The General Services Administration (GSA) has informed President-elect Joe Biden and his team that the Trump administration is ready to begin the transition process, weeks after refusing to acknowledge that Biden won the presidential election the Hill reports.
Biden won the electoral vote (306 to Trump’s 232) and the popular vote (79,896,248 to Trump’s 73,826,134).
Trump claimed on Twitter that he asked GSA Administrator Emily Murphy to begin the transition. Murphy sent a letter to Biden on Monday informing him that he would have “access to federal resources and services to facilitate a presidential transition.”
The Biden-Harris campaign recently drew criticism when it asked for helping funding the transition process because Trump wouldn’t concede—which, despited reportedly signaling the GSA to begin the transition, he still has not done.
He said he would “keep up the good fight.”
As ESSENCE previously reported, Black voters in Wayne County, Michigan, home to Detroit are turning the tables on President Donald Trump, filing a lawsuit against him and his campaign claiming that targeted, racialized attempts to overturn election results amounts to one of the “worst abuses in our nation’s history.”
The NAACP Legal Defense and Educational Fund, Inc. (LDF), filed the complaint on behalf of the Michigan Welfare Rights Organization and three Detroit residents on Friday.
“Defendants’ tactics repeat the worst abuses in our nation’s history, as Black Americans were denied a voice in American democracy for most of the first two centuries of the Republic,” the lawsuit states. “This is a moment that many of us hoped never to face.”
“No more,” the lawsuit continues. “The Voting Rights Act of 1965 flatly prohibits Defendants’ efforts to disenfranchise Black people and assault our Republic.”

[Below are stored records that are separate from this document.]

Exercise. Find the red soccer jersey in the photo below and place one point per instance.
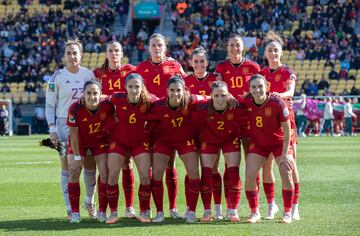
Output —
(172, 126)
(237, 78)
(92, 126)
(157, 75)
(220, 127)
(265, 120)
(200, 86)
(113, 81)
(132, 117)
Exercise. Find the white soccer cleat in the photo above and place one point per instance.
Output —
(113, 219)
(190, 217)
(254, 218)
(207, 217)
(75, 218)
(130, 213)
(287, 219)
(218, 212)
(272, 210)
(174, 213)
(295, 212)
(159, 218)
(91, 210)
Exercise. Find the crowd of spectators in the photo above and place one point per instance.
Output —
(29, 43)
(332, 23)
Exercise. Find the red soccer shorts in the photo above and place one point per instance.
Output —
(229, 146)
(276, 150)
(168, 149)
(129, 150)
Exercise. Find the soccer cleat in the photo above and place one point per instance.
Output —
(144, 217)
(287, 219)
(130, 213)
(102, 217)
(295, 212)
(91, 210)
(68, 215)
(191, 217)
(233, 215)
(254, 218)
(75, 218)
(207, 216)
(113, 219)
(174, 213)
(272, 210)
(218, 212)
(159, 218)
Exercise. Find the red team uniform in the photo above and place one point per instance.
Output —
(93, 132)
(200, 86)
(113, 81)
(156, 75)
(237, 77)
(277, 80)
(266, 131)
(172, 130)
(92, 127)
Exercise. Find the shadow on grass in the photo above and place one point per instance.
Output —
(57, 224)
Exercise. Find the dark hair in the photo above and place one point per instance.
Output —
(91, 82)
(144, 95)
(186, 96)
(257, 76)
(105, 65)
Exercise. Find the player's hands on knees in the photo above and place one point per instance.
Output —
(54, 139)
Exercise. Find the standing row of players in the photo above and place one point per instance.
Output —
(169, 115)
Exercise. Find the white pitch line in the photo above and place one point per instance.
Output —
(28, 163)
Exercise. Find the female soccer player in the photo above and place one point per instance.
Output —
(88, 126)
(199, 82)
(129, 139)
(65, 87)
(112, 75)
(170, 125)
(156, 71)
(270, 134)
(281, 82)
(221, 131)
(236, 72)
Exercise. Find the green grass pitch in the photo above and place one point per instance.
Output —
(31, 201)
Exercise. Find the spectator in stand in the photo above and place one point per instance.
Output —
(333, 75)
(323, 84)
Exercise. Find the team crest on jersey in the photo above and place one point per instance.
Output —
(277, 78)
(267, 111)
(246, 70)
(142, 108)
(51, 87)
(72, 119)
(103, 116)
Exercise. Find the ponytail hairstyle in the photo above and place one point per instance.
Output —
(273, 38)
(144, 95)
(186, 96)
(105, 65)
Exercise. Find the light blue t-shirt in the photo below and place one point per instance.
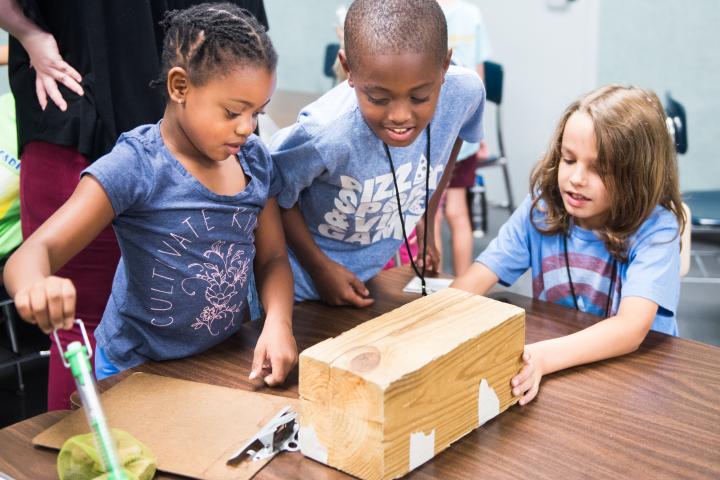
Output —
(187, 252)
(335, 168)
(652, 269)
(470, 43)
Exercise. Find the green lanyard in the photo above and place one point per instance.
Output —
(78, 361)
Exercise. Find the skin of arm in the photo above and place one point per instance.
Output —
(276, 350)
(50, 68)
(335, 284)
(612, 337)
(40, 297)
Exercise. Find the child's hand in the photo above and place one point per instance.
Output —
(432, 255)
(50, 304)
(275, 353)
(527, 382)
(339, 286)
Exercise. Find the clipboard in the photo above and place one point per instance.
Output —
(191, 428)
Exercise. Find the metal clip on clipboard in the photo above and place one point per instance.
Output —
(278, 435)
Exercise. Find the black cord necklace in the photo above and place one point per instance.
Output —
(572, 287)
(419, 273)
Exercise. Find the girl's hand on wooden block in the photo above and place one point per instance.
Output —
(50, 303)
(527, 382)
(339, 286)
(275, 353)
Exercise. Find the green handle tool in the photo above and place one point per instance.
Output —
(77, 359)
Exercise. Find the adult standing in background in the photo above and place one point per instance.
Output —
(80, 71)
(470, 44)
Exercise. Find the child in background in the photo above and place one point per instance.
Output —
(361, 162)
(189, 199)
(601, 232)
(470, 45)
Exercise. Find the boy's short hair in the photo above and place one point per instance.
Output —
(378, 27)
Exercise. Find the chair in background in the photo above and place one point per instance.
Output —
(704, 205)
(494, 76)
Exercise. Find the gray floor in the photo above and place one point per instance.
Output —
(698, 312)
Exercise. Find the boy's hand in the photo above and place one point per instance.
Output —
(50, 303)
(275, 353)
(339, 286)
(432, 255)
(527, 382)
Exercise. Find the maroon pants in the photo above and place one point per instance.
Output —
(48, 177)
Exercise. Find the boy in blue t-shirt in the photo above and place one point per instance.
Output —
(363, 148)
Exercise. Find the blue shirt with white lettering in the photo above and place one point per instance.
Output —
(652, 269)
(335, 168)
(187, 252)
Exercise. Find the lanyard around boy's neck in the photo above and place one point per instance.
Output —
(418, 272)
(608, 305)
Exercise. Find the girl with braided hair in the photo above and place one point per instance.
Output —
(191, 202)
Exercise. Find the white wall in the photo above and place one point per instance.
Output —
(549, 57)
(667, 45)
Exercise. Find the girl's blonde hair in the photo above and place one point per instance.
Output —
(636, 161)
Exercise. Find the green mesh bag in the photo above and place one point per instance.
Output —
(79, 459)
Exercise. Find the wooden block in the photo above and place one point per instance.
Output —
(388, 395)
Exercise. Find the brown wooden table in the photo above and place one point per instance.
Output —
(651, 414)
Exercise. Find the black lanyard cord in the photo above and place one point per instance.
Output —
(419, 273)
(572, 287)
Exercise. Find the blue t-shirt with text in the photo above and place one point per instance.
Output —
(335, 168)
(187, 252)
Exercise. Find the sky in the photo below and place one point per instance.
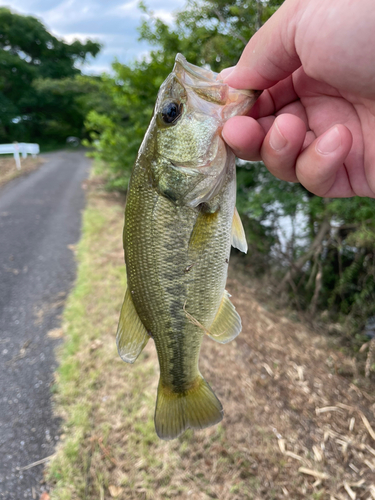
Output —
(111, 22)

The complaint also accuses Trump and his administration of attempting to “intimidate” and “coerce” state and local officials into replacing electors. Trump invited two Republican state lawmakers from Michigan to the White House last week. He also called two Republican canvass board members from Wayne County to offer his support, CNN reports. The board members in question filed affidavits to rescind their votes to certify the election result.
“Central to this strategy is disenfranchising voters in predominately Black cities, including Detroit, by blocking certification of election results from those cities or counties where they are located. Further, Trump and his campaign have continued to claim “widespread fraud in Detroit and other cities with large Black populations, including Philadelphia, Milwaukee, and Atlanta, in an effort to suggest votes from those cities should not be counted.”